Is there an example of a closed convex non-empty subset $A$ of an inner product space $X$ that does not contain an element of minimal norm?
I have absolutely no clue how to come up with an example for which the theorem does not hold when $X$ is not a Hilbert space. This is a practice test question, so I do apologize for the lack of work.
Any hints would be much appreciated.
Consider the space of continuous functions from $[0, 1]$ to $\mathbb{R}$ with the usual $L^2$ inner product.
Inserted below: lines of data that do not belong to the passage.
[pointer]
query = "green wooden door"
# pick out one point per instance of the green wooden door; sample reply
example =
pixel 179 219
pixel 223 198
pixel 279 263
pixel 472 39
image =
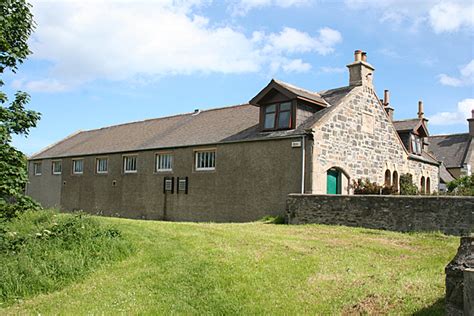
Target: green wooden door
pixel 333 184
Let $A$ be the set of functions $f$ in this space with $f(x) = 1$ when $0 \le x \le 1/2$. It is simple to verify that $A$ is non-empty and convex. (In fact, it is an affine subspace.) Furthermore, $A$ is closed; whenever a function $f$ is not identically $1$ on $[0, 1/2]$, there must be an open subset of $[0, 1/2]$ on which the values of $f$ are bounded away from $1$, which guarantees that $f$ is bounded away from $A$ with the $L^2$ norm.
However, while no element of $A$ has $L^2$-norm $1/2$, there are elements of $A$ with norms arbitrarily close to $1/2$; $A$ has no element of minimal norm.
(Indeed, $C[0,1]$ is not complete; it lives as a dense but proper subspace of the Hilbert space $L^2[0, 1]$.)